John Pelose has served as the Company’s Vice President and General Manager, Amplifier division since May 2003. Prior to that time, Mr. Pelose served as the Company’s Vice President, Wireless Products from February 2002 to May 2003, and as the Company’s Director of Wireline Products from December 2001 to February 2002. He also served as the Company’s Director of Marketing of Wireless Products from January 2000 to December 2001. Mr. Pelose held the position of Vice President and General Manager of Multicarrier Products for Spectrian, Inc., a manufacturer of radio frequency amplifiers, from November 1998 to January 2000. From March 1998 to November 1998, he served as Spectrian’s Vice President of Technical Business Development, and from 1995 to October 1998, he served as its Vice President of Manufacturing Engineering. Mr. Pelose received his M.S.E.E. from University of Santa Clara and his B.S.E.E. from University of California at Davis.

 

Thomas Scannell has served as the Company’s Vice President, Finance and Chief Financial Officer and Assistant Treasurer since November 1999 and has served as Assistant Secretary since January 2003. From November 1999 to January 2003, Mr. Scannell also served as the Company’s Secretary and Vice President, Administration. From November 1996 to May 1999, Mr. Scannell served as the Vice President, Finance of Spectra-Physics Lasers, a laser manufacturer. From 1990 to November 1996, Mr. Scannell held the positions of Division Controller and Assistant Corporate Controller at Raychem Corporation, a materials science company. Mr. Scannell holds a B.A. and an M.B.A. from Stanford University.

 

Timothy Schamberger joined the Company as Vice President and General Manager of Signal Source division in May 2003. Prior to joining the Company, Mr. Schamberger served as the Vice President, Sales and Marketing of Vari-L Company, Inc. from May 2002 to May 2003. From March 1993 to May 2002, Mr. Schamberger served in various sales & marketing roles for M/A-Com, a wireless RF components manufacturer, including Strategic Account Manager, Regional Sales Manager and District Sales Manager. Mr.

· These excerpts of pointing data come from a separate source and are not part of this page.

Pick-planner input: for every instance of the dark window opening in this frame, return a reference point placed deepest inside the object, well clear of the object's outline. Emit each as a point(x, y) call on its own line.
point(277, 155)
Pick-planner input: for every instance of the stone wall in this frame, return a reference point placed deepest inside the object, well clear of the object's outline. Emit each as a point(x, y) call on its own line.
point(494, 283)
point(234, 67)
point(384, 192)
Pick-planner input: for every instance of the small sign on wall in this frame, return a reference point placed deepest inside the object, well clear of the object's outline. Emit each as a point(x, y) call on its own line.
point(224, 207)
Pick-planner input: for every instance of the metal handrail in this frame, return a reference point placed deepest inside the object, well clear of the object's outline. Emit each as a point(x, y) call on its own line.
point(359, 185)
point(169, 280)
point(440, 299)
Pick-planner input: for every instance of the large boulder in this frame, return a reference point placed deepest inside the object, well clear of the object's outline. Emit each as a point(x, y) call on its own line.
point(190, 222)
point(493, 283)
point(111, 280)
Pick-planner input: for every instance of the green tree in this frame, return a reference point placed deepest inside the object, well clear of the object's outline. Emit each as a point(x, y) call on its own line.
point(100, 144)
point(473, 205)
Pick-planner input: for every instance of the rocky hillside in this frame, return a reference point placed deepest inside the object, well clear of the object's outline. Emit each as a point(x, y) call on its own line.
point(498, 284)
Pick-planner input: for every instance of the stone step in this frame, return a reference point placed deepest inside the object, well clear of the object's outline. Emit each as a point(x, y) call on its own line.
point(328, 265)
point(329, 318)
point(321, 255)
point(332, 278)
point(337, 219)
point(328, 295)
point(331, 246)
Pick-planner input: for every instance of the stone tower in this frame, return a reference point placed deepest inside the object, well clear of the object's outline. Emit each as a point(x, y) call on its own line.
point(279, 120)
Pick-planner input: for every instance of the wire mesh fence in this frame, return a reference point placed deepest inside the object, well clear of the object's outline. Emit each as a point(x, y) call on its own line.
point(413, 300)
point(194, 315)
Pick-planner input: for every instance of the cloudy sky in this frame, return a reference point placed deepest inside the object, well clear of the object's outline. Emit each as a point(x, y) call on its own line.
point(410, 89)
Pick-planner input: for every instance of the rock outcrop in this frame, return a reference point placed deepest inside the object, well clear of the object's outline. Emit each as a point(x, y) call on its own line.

Schamberger’s previous experience also includes program management and engineering positions with Allied Signal Aerospace Corp., a manufacturer of non-nuclear systems for nuclear weapons, and Wilcox Electric, a manufacturer of ground-based navigation aid equipment. Mr. Schamberger received his B.S.E.E. from Kansas State University.

 

Clay Simpson joined the Company as Vice President and General Counsel in March 2005 and was appointed as its Secretary in April 2005. Prior to joining the Company, from October 1997 through February 2005, Mr. Simpson served as an Associate Attorney with the law firm of Wilson Sonsini Goodrich & Rosati, P.C. Mr. Simpson holds a B.A from the University of California, Los Angeles, and a J.D. from Columbia University.